Citizen Reporter
Gempa Palu Nyaris Merenggut Nyawa Saya - Kesaksian Mantan Wartawan SURYA (Bagian 2)
Walaupun tidak sempat makan malam, saya tidak merasa lapar sama sekali. Namun sangat kehausan.
BERTAHAN HIDUP TANPA MAKAN DAN MINUM
SAYA benar-benar tidak sadar bagaimana caranya sehingga bisa meloloskan diri dari maut ketika gempa terjadi.
Pecahan kaca (beling) yang berserakan mulai dari kamar hotel hingga halaman luar saya lalui dengan telanjang kaki. Dengan getaran yang sangat dahsyat itu, rasanya Swiss-Bel Hotel Palu sudah mau ambruk saat itu.
Karena itulah, ketika saya melompat keluar kamar hotel tidak sepotongpun pakaian dan peralatan penting saya selamatkan. Tustel merk Canon dan dua telepon seluler (HP) yang biasanya tidak pernah lepas dari genggaman saya, juga tidak sempat saya raih. Dalam hitungan detik, saya sudah berada di luar hotel.
Yang jadi ketakutan saya saat itu, hotel berjaringan internasional ini berada di bibir pantai. Artinya, jika terjadi gelombang tsunami maka lokasi ini sangat berbahaya.
Baca: Kesaksian Mantan Wartawan SURYA Menyelamatkan Diri dari Tsunami di Palu
Jika ingin selamat, harus menjauh dari hotel. Pelarian paling aman adalah daerah pegunungan.

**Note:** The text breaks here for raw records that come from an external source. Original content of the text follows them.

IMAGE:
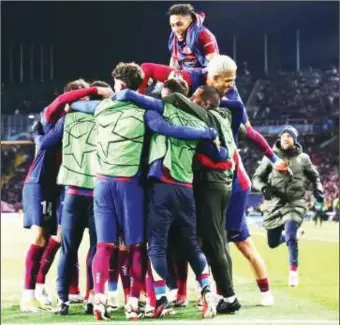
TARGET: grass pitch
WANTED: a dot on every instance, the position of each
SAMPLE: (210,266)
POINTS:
(315,301)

Berdasarkan kejadian sebelumnya, gempa dan tsunami Flores (12 Desember 1992) serta gempa dan tsunami Aceh (26 Desember 2004), gelombang tsunami cukup tinggi dengan hempasan ke daratan mencapai 2 sampai 3 kilometer.
Karena itu daerah paling aman jika terjadi gempa seperti itu adalah mencari tempat yang jauh dari pantai, terutama tempat yang tinggi.
Kekhawatiran itu benar terjadi. Baru beberapa detik berada di halaman hotel, gemuruh gelombang tsunami sudah menghantam bangunan hotel.
Kami berhamburan menyelamatkan diri. Ratusan tamu dan karyawan Swiss-Bel Hotel lari menyelamatkan diri dengan cara masing-masing.
Seorang bapak yang tampak tidak bisa bergerak cepat, nyaris saya tabrak.
Dia sempat minta tolong namun saya juga harus menyelamatkan diri. Semburan air bah sudah berada beberapa meter di belakang kami.
Ketika saya sudah berada di tempat pelarian yang tinggi daerah Donggala Kodi (sekitar tiga kilometer dari hotel) bersama pak Raimon Arumpone (Sekretaris Dinas Pendidikan dan Kebudayaan Daerah Kabupaten Morowali Utara), baru saya tersadar bahwa nyawa saya benar-benar terancam hanya dalam hitungan detik.
Walaupun tidak sempat makan malam, saya tidak merasa lapar sama sekali. Namun sangat kehausan.
Masalahnya hampir semua pengungsi dadakan itu tidak sempat membawa air minum.